From Jeremy Saulnier, who’s Blue Ruin offered a bloody, intimate, and complicated look at how revenge actually works in real life, Green Room is a similar sort of suspense thriller, pitting a group of young rockers against some dangerous and ruthless killers in close space.
A dying breed – a punk rock band living in the analog world – the group finds themselves off the grid and in parts unknown in order to play a gig. Their audience is a bunch of white male supremacists who don’t seem to be up to the most wholesome activities. In the green room is a dead body, and pretty soon the group is wrapped up into intense situations, panic, and paranoia.
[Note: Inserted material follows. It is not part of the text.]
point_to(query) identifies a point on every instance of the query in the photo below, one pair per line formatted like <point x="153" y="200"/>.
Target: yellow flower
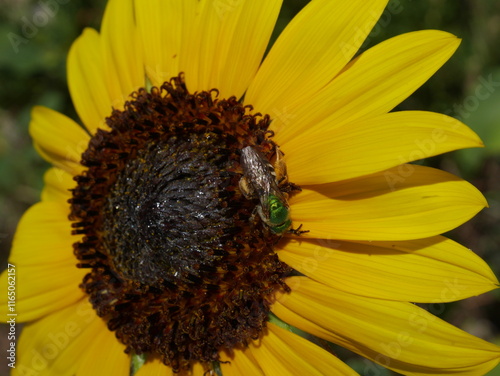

The heroes, which includes the late Anton Yelchin, Imogen Poots, and Alia Shawkat, begins a standoff with the mercenaries and followers of Stewart, escalating into bloodshed, broken bones, and death. It’s a wonderfully tense, at times shocking, and viscerally arresting piece of lo-fi cinema. worth revisiting.
Behind the Scenes: Ten minutes of interviews and footage offer a look at the grassroots and sometimes guerilla filmmaking that took place. It seems that Saulnier hasn’t slept the entirety of the production, which involves dealing with rainstorms shooting in the Northwest. The cast, Stewart especially, all seem pretty gung-ho to participate in what they see as a cool story with rare characters. Perhaps most interesting though is the interviews with the villains, in talking to men who are forced to play vile, hateful, figures, and who attest they aren’t actually like that in real life.